09.3098 · Interpellation · 2009-03-12
Département de justice et police
Liquidé
Wortlaut
Le Conseil fédéral est prié de dire :
1. Dans quels cas il entend fonder sa politique d'octroi d'asile sur des critères politiques plutôt qu'en référence aux dispositions de la loi sur l'asile ?
2. S'il n'estime pas contestable que l'asile puisse être octroyé à des requérants qui ne courent guère de risques objectifs si leur demande est refusée alors que l'asile n'est parfois pas accordé à des personnes que la contrainte de quitter notre pays confronte à des persécutions manifestes.
Begründung
Le 14 mars 2006, l'ODM a rejeté la demande d'asile d'un Iranien qui, en raison de sa conversion au christianisme intervenue avant son arrivée en Suisse, estime avec pertinence risquer de graves persécutions s'il retourne chez lui. Les craintes de cet homme sont justifiées parce qu'en Iran, le totalitarisme vertical de l'État et celui horizontal de la société dans le domaine religieux exposent souvent les personnes qui abandonnent l'islam au profit d'une autre religion à des persécutions pouvant aller jusqu'à la mort.
Le 18 février 2009, Mountazer AI-Zaïdi, le journaliste irakien qui avait lancé une paire de chaussures en direction de l'ex-président américain George W. Bush, a déposé une demande d'asile en Suisse. Ni le Conseil fédéral, ni l'ODM ne se sont prononcés à ce sujet mais plusieurs groupements soutiennent cette requête. Mountazer AI-Zaïdi ne devrait obtenir l'asile dans aucun pays occidental. Considéré comme un héros dans le monde arabo-musulman, sa vie n'est absolument pas en danger en Irak.

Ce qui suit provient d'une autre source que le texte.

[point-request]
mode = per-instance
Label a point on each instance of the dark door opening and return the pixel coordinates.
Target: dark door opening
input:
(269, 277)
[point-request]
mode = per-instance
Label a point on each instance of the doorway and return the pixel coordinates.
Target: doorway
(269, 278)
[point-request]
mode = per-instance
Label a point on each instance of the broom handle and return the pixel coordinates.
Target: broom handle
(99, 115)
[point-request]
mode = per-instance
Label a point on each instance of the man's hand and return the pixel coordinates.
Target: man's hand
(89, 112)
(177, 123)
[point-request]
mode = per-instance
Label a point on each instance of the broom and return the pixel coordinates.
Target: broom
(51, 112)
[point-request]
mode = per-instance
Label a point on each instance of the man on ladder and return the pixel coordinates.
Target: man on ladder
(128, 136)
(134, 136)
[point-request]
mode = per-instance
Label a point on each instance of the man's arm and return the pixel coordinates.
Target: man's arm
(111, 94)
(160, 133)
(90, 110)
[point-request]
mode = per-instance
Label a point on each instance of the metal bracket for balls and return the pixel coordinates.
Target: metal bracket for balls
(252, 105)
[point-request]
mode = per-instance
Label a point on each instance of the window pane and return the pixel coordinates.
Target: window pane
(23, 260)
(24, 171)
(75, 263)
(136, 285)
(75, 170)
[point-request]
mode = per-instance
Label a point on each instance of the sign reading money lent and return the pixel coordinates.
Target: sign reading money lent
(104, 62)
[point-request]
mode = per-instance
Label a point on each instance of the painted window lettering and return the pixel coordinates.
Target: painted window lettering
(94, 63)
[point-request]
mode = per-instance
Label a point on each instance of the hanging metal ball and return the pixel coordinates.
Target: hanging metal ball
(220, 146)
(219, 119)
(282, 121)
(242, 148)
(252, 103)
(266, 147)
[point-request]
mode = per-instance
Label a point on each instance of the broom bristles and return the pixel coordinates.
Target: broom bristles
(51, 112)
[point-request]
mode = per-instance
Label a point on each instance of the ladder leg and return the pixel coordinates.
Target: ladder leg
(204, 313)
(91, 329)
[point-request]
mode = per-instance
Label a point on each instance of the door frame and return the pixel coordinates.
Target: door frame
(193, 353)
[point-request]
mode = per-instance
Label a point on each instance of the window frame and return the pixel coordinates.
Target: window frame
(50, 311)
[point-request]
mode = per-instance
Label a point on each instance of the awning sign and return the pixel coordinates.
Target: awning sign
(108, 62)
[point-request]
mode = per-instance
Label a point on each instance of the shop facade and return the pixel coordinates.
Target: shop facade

Le 20 janvier 2009, le Conseil fédéral a décidé d'étudier dans quelle mesure la Confédération pourrait contribuer à résoudre le problème de Guantanamo. De nombreuses pressions ainsi que le contexte actuel des relations internationales inciteront probablement notre pays à octroyer l'asile à deux ou trois détenus de Guantanamo. Si les conditions de détention des prisonniers de Guantanamo sont contestables d'un point de vue juridique formel, les liens de la grande majorité d'entre eux avec le terrorisme islamiste sont très vraisemblables.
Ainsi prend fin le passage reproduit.